Chick-fil-A, Social Media as judge, jury and executioner – again




Following on from my post on the punishment of Penn State, I find another controversy brewing in social media that, in my humble opinion, should not be a controversy at all, and is to my simple mind a blatant example of the tail wagging the dog. A small minority feeling aggrieved and attempting to discriminate against a major employer, interfere with existing business contracts and inconvenience the silent, peaceful, uncomplaining majority at the same time.

I am referring to the Chick-fil-A restaurant chain being persecuted in the media, social and conventional, for upholding the religious beliefs of its founders and in line with those beliefs allegedly making a donation to an anti-same sex marriage organisation. There are even appeals on Facebook to sign petitions demanding that some universities break their contracts with the chain and expel them from campuses.  Sandwiched between other items of earth shattering importance like cute cat videos and witty quotes.

Let me state that I am not particularly religious myself and rarely go to church. Throughout history, the crimes committed against humanity in the name of various religions (mainly the older ones)  and the grasping, almost extortionate means that some of the newer ones use to part their converts from their money have left me with a healthy distrust of both.

That being said, I was, like the majority of North Americans I believe, brought up as a Christian. Many of the fundamental Christian values (and those of other religions) are essential to democracy, good citizenship and the basis for a successful and happy life. It is unlikely that the great countries of the new world would have developed to the extent they have, had the early immigrants not adhered to those values.  Despite not being an ardent church person, I try to live my life according to those same principles that were the guidelines of my early years. I also understand that for millions of people, religion is an important part of their lives.  As long as they do not try to destroy the customs, traditions and values that have formed the fabric of our societies for generations, they should be free to practice their faith. It should be unacceptable for any group to try to outlaw those cherished customs of ours, like Christmas for example.
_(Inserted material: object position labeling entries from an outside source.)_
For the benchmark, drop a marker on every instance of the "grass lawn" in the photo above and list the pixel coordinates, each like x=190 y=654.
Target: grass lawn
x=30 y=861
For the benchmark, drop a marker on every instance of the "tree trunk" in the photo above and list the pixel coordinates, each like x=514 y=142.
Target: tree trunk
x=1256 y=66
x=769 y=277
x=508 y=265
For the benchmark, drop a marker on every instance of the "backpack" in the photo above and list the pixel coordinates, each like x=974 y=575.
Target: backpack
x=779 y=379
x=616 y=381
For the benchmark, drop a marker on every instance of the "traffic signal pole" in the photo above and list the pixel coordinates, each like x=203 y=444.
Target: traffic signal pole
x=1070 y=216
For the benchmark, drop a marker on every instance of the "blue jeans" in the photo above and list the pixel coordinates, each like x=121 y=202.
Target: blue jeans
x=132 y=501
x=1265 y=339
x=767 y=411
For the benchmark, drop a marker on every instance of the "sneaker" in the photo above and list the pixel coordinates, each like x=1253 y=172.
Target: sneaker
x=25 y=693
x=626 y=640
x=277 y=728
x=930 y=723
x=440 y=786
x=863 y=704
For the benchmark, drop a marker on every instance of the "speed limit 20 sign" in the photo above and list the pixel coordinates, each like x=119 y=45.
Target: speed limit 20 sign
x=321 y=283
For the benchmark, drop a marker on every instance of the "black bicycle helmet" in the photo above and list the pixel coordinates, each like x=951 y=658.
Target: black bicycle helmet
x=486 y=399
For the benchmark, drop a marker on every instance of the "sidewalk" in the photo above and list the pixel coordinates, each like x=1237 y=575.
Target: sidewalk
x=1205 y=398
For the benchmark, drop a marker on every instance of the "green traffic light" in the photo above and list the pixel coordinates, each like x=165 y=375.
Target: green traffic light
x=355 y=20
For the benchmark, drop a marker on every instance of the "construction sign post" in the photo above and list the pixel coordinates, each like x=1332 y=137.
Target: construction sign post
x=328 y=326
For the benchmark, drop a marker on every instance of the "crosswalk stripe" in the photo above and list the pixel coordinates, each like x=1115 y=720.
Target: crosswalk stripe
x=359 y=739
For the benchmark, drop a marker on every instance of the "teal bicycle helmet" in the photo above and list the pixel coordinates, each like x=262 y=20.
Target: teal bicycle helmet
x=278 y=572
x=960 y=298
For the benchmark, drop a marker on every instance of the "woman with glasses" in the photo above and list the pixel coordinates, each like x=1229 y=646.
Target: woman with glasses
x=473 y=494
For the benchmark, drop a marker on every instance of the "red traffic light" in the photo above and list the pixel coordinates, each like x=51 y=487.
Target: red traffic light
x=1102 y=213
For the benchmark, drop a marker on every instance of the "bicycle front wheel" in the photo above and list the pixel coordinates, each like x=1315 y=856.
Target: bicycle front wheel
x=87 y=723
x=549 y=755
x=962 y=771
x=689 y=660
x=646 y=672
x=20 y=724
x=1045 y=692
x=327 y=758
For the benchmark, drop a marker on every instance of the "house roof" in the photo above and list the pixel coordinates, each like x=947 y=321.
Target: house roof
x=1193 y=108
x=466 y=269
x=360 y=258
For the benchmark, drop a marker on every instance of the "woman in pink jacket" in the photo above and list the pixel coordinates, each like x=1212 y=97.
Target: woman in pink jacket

Although politically conservative, I am against big government and excessive government interference in our lives. I am also against censorship and other people telling me how to live my life as long as I am not interfering with theirs. What ever consenting adults chose to do with themselves or others in the privacy of their own homes is their business. I might not like what they do or stand for, just as they probably do not like a lot of what I do or support.

Live and let live seems a sensible idea, but unfortunately it seems that for certain liberal extremists, that is not good enough. “Letting” is no longer an option, now we are expected to show support for their outrageous demands. Being against same-sex marriage is seen as a crime. Whatever happened to the same right of free speech that these groups demand?

A recent survey here in Canada estimated that the non-conventionally sexually orientated group only made up 5% of the population. That may not have been a statistically accurate survey, even if it is grossly under representative,  that group  is still a small minority. By the laws of nature, homosexuality must remain a minority condition for the species to survive.

So if I accept that people have a right to do things I might not like, then I have a right to express an opinion on that, choose not to support it and even support groups that seek to suppress it through legislation.

Chick-fil-A has 1615 restaurants in the USA, is a huge employer, sponsor of college sports, bursaries,  a summer camp programme attended by 15 000 in 2012  and provides meals to thousands of students amongst others. It chooses to continue the policies of its founder Truett Cathy by operating debt free, giving back to the community and closing on Sundays to allow its franchisees and employees a day or relaxation and the opportunity to worship if they so choose. No compulsory church attendance!

That does not seem like an evil corporation to me.

It is mind-boggling that it should be persecuted by a vociferous minority, which includes some of the biggest whiners about discrimination and denial of “rights”.  Worse, that the mayor of a major city should also publicly criticise it for its views. A clear case of the pot calling the kettle black.

What is the bet that there would have been a deafening silence had the owners been Muslim, expressed the same (or more harsh) opinions and were in the habit of closing their restaurants on Fridays.  I for one might have thought that a poor business decision, but that it was entirely up to them, certainly not grounds for them to be discriminated against in the same way as Chick-fil-A . (I am not a Muslim apologist either, plenty of other things to criticise that group for).

The hypocrisy of the liberal fringe knows no bounds. 

The fact that this campaign is being waged in social media, exposes one of  the most undesirable attributes of this new medium. That individuals or groups can set themselves up as policeman, judge, jury and executioner, either individually or collectively. Innocent lives can be drastically affected, businesses ruined, jobs lost, all because a small minority started something that became a tool of sophisticated manipulators with a hidden agenda.

Where is the justice in that? What happened to freedom of speech? Both casualties of political correctness.

God help our countries, our politicians can’t.

Wishing you success – and immunity from political correctness.